FWIW, I found her set of assumptions really interesting. There's a passage in Meredith Small's "Our Babies, Ourselves" where she talks about how !Kung babies walk at around 4 months, because that's the expectation, but they don't talk until they're 2 or 3, because no one thinks they can. Annie was absolutely convinced that pauses don't happen, and that babies are fully capable of total continence by 7 to 9 months, that's just how it is.

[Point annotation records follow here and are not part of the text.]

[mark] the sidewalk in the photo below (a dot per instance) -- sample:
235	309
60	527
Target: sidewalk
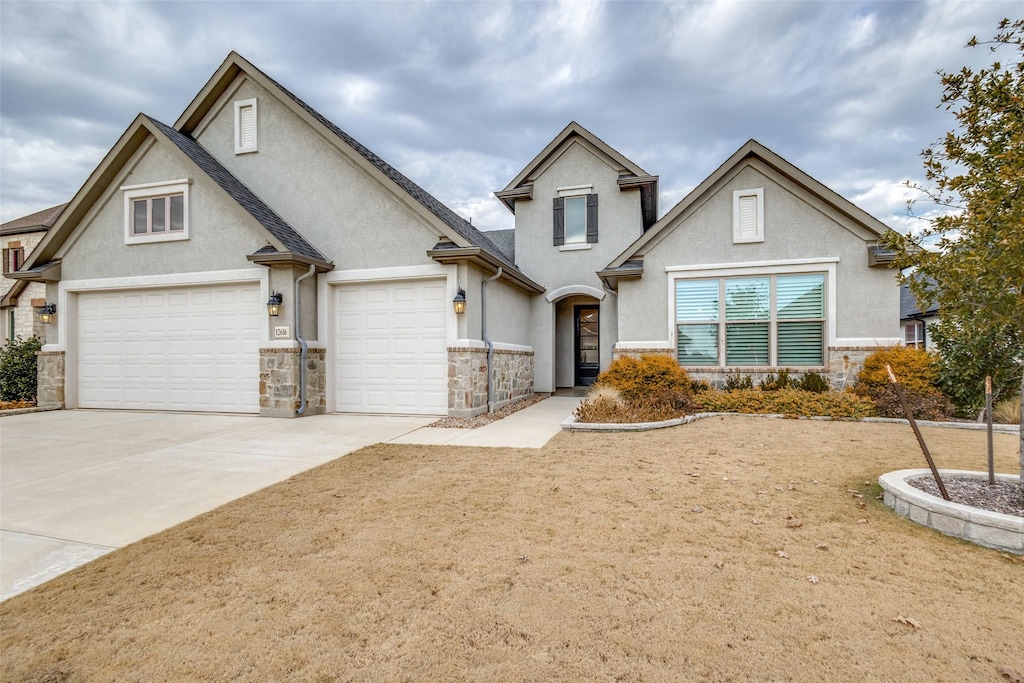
529	428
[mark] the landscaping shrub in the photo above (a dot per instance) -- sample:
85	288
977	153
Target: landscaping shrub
649	374
814	383
916	370
791	402
737	380
1008	412
918	373
17	369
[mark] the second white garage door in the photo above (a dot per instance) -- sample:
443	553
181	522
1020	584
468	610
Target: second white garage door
183	348
390	347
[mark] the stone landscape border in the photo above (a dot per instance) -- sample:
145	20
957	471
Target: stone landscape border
992	529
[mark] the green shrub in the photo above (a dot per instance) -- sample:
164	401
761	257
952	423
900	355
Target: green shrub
737	380
773	383
649	374
791	402
814	383
17	369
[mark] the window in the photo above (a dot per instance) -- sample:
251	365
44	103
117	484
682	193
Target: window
769	321
157	212
13	257
748	216
913	334
576	217
245	126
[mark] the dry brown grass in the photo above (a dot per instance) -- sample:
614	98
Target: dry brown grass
585	560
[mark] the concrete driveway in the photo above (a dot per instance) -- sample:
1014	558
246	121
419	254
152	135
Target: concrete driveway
76	484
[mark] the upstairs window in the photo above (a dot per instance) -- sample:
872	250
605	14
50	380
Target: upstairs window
245	126
13	257
748	216
157	212
574	217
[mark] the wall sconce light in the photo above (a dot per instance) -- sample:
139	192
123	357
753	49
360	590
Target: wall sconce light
459	302
46	313
273	304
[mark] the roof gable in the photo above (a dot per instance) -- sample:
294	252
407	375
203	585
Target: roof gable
446	221
754	154
279	233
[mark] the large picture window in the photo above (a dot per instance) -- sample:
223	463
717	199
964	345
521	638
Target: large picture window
770	321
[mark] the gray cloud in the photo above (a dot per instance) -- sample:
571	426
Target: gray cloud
461	95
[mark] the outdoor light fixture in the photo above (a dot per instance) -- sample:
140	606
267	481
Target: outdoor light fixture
46	313
459	302
273	303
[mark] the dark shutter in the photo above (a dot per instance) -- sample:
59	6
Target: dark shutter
559	221
592	219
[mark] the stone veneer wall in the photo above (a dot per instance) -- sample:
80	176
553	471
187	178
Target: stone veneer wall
512	374
279	382
844	365
50	376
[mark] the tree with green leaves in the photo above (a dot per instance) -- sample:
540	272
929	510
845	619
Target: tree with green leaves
975	272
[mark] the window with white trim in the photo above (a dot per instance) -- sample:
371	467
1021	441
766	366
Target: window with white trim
156	212
748	216
576	217
246	137
769	321
913	334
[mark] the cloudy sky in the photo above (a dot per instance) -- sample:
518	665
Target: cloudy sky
462	95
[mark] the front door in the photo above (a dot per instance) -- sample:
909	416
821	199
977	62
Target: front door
588	345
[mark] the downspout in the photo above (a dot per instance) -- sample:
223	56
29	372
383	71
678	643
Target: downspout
303	347
483	334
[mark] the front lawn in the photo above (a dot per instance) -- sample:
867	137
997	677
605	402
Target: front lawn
731	549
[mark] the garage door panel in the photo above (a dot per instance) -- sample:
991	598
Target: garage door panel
175	348
395	334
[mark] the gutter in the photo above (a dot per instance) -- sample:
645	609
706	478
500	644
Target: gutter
486	341
302	342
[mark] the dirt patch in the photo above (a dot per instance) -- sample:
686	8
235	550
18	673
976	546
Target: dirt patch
732	549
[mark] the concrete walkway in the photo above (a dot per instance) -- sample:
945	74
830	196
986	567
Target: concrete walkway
529	428
77	484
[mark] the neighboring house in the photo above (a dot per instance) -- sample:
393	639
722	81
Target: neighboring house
17	298
163	264
915	322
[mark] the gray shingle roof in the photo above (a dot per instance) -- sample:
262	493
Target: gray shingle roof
449	217
263	214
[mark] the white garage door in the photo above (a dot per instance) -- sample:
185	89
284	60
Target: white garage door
188	348
390	347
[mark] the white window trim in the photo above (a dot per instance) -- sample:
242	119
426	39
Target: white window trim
239	105
759	193
156	189
762	268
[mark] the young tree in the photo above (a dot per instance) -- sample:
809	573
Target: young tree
976	172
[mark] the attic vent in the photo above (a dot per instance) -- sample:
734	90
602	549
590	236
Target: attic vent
245	126
748	215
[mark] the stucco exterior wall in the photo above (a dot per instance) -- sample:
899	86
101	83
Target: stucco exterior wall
313	186
220	232
866	300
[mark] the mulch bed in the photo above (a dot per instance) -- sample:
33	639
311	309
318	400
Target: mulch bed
487	418
1005	497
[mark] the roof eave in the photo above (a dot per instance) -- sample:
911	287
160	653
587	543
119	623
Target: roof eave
485	260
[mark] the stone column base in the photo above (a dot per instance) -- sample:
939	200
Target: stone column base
280	378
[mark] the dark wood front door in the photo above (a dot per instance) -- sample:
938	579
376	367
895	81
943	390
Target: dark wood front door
588	345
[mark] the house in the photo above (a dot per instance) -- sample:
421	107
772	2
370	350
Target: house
18	298
915	322
254	257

I find myself wondering if pauses are a function of our deep uncertainty with the process? Some part of our enculturated brains that just don't buy it?

Annie on teething and EC

* Teething is one of the reasons you start EC from birth. That way, you have the time from birth until the first teeth begin to give the baby the idea. And of course newborns know what they're doing. She was *apalled and disgusted* that westerners have this concept of "readiness". Absolutely, they're aware from birth, period, she's never considered that it might be otherwise.

* The second they start showing signs of teething discomfort, get them nakeybutt. Kestrel was wearing a pair of plain terrycloth poquitos (thanks Robin), and she said that those are only marginally OK during teething...really, the baby should be totally naked, and you should revert to timing...take whatever their pattern was before, and maybe go twice as much. So a baby peeing every hour would now be offered pottytunity every half hour. She was very startled that babies would pee more frequently than that. But then again...in her village, they eat rice and some limited, seasonal veggies. So that loops us back to the "no allergens at all makes for easier EC" thread. Anyway, the nakeybutt is so that they're not bound around the tummy at all, which makes them more comfortable.

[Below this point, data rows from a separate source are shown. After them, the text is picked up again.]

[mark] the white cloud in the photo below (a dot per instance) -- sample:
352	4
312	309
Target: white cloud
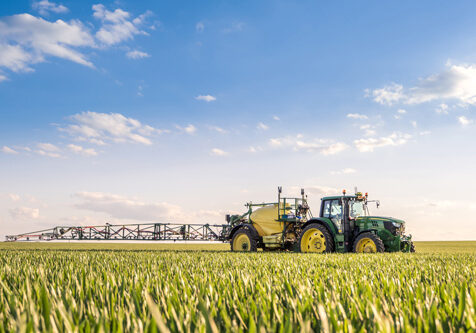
99	128
25	213
128	208
369	144
388	95
14	197
199	27
48	149
81	150
26	40
135	54
455	82
218	152
234	27
190	129
206	98
442	109
44	7
253	149
345	171
8	150
262	126
317	190
218	129
464	121
334	148
369	129
356	116
298	143
116	25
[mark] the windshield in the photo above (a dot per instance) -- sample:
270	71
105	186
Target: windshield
357	208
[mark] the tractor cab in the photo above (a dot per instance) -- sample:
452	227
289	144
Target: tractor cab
348	217
343	225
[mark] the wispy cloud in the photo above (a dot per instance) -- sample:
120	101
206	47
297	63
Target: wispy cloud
81	150
189	129
357	116
117	25
464	121
136	54
299	143
121	207
218	129
26	40
199	27
234	27
345	171
262	126
369	144
8	150
218	152
99	128
456	82
25	213
48	149
44	7
206	98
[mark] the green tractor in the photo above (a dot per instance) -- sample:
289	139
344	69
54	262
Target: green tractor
344	225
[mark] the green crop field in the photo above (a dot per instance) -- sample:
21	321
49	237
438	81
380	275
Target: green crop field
187	288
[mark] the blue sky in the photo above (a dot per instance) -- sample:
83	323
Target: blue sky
167	111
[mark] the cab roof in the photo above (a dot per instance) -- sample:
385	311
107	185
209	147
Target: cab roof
338	197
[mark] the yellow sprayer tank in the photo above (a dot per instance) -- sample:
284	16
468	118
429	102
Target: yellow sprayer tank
265	220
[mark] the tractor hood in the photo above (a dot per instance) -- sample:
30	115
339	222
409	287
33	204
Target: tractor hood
381	218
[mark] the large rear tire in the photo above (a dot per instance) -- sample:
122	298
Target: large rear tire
243	241
316	238
368	242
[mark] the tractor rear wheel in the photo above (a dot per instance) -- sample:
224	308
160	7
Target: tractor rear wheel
368	242
316	238
243	241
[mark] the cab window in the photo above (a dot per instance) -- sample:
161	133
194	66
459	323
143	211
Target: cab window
326	212
336	209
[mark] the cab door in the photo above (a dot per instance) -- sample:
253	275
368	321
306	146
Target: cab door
333	210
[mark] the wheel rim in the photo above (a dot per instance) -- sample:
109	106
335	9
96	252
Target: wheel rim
313	240
241	243
366	245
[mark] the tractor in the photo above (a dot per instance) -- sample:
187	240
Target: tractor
344	225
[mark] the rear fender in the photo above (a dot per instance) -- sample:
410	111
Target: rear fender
327	224
248	226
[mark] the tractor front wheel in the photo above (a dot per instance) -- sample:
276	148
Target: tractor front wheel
368	242
243	241
316	238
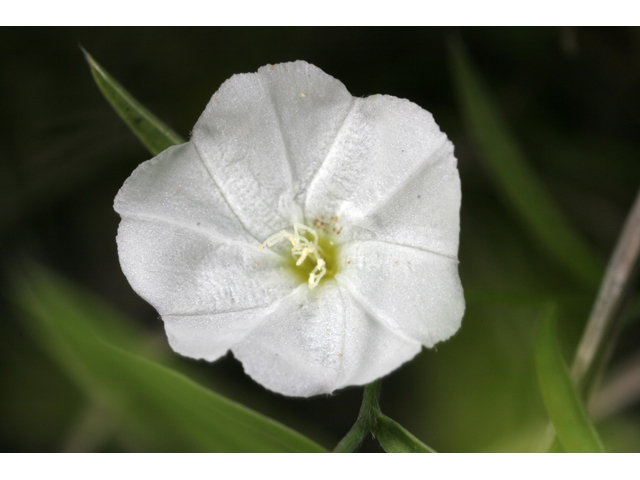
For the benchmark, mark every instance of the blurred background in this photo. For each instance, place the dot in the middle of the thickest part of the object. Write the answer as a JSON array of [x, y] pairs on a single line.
[[569, 96]]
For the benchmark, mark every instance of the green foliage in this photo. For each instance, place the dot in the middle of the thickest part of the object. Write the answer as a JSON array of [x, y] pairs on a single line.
[[516, 179], [153, 133], [162, 409], [396, 439], [392, 436], [570, 419]]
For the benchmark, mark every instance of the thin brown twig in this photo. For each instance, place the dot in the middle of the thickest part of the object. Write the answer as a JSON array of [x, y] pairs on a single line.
[[606, 313]]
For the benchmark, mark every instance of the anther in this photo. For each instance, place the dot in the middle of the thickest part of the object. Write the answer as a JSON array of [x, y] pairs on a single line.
[[302, 248]]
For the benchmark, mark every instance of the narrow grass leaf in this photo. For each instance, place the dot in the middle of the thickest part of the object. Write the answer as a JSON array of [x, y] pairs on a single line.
[[573, 426], [394, 438], [153, 133], [162, 409], [519, 184]]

And again, she wanted to congratulate all us western moms "who are bothering to learn how to do the proper thing with your baby."

Annie on disposables

Annie took the initiative this time, to rant about disposables. Apparently her family was out and about somewhere, and ran into a disposable dipe by the roadside. Her tirade was impressive; how westerners have no respect for future generations, have no thought for anything but our own convenience, all it takes is a little bit of effort to take the baby to the potty, but NO, we have to spend all this money on these horrible environment-destroying baby-infecting (her words) plastic diapers. Yuck yuck yuck!

I had of course thought of EC as a respect issue, in terms of respect for the child. But I'd honestly never thought of it as an intergenerational respect issue. As in, disposables last in the landfill forever and that's not OK. As in, I'm not just ensuring that my child has the best and healthiest habits, I'm buying credit with my future grandchildren. =)

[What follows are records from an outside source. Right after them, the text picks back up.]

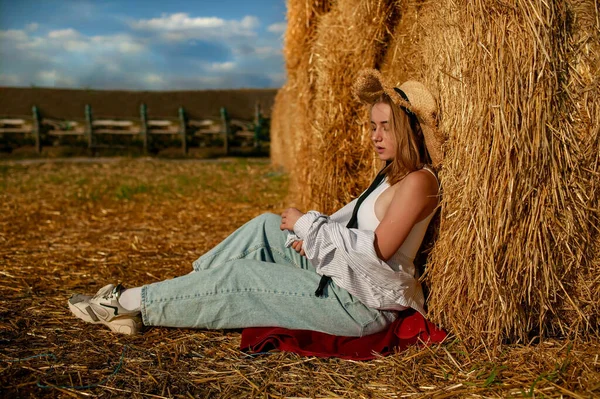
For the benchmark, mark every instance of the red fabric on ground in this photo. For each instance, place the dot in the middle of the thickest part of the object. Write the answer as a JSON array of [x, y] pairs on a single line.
[[409, 329]]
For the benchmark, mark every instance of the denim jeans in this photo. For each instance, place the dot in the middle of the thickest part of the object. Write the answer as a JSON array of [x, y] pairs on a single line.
[[252, 280]]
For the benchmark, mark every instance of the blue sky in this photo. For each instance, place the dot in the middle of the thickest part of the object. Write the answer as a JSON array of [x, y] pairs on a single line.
[[142, 45]]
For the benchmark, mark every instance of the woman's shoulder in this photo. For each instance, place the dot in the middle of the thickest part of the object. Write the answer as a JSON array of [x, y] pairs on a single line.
[[420, 181]]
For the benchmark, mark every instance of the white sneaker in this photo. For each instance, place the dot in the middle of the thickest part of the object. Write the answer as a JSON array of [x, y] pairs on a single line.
[[104, 308]]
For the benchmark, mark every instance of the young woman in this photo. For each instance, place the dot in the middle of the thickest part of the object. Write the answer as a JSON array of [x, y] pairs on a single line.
[[360, 259]]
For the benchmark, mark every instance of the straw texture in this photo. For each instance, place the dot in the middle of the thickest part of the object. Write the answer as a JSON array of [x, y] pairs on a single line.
[[517, 84]]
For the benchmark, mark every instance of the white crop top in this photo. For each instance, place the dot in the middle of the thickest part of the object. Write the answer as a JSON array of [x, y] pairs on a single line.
[[367, 220]]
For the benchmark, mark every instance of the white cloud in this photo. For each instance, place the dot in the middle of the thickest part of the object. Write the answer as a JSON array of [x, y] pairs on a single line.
[[32, 27], [180, 26], [62, 34], [264, 52], [54, 78], [154, 79], [222, 66], [8, 79], [279, 27], [13, 35], [250, 22]]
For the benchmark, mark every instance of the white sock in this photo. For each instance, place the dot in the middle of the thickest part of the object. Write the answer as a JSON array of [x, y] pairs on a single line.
[[131, 298]]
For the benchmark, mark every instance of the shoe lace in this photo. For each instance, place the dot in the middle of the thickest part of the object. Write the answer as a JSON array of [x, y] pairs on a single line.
[[109, 293]]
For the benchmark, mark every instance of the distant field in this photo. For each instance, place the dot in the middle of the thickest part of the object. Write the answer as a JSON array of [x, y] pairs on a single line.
[[73, 226]]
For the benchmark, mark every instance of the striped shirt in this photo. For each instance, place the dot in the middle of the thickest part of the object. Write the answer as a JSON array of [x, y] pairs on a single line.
[[349, 257]]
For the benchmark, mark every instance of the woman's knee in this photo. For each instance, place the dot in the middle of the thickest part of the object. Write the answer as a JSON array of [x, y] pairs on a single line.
[[269, 219]]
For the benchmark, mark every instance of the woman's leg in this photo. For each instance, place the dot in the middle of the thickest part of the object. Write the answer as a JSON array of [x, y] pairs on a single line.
[[259, 239], [254, 293]]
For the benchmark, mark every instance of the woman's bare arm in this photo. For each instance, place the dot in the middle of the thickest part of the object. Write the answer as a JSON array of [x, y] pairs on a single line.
[[414, 199]]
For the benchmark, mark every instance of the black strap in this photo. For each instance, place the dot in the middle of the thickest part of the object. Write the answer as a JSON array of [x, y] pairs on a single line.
[[353, 222]]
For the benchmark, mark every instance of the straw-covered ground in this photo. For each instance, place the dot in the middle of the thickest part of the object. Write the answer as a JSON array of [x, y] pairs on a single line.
[[69, 227]]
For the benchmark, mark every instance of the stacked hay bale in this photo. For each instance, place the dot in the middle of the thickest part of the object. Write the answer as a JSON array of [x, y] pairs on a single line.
[[290, 139], [519, 100], [518, 214]]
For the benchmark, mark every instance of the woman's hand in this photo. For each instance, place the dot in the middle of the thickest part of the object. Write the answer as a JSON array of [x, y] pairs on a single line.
[[289, 217], [297, 245]]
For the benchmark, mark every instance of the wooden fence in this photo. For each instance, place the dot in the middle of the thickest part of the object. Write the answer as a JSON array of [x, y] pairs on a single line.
[[144, 128]]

This line of thought (about how insulting and annoying disposables are to a native ECing mentality) has some really chilling ramifications. I mean, being American abroad has some problems just now anyway, but it had never occured to me that diapering was something that someone from an ECing culture would get annoyed at westerners over. We all know about the Ugly American stereotype; who knew that part of the picture was that the Ugly American's baby is wearing disposables?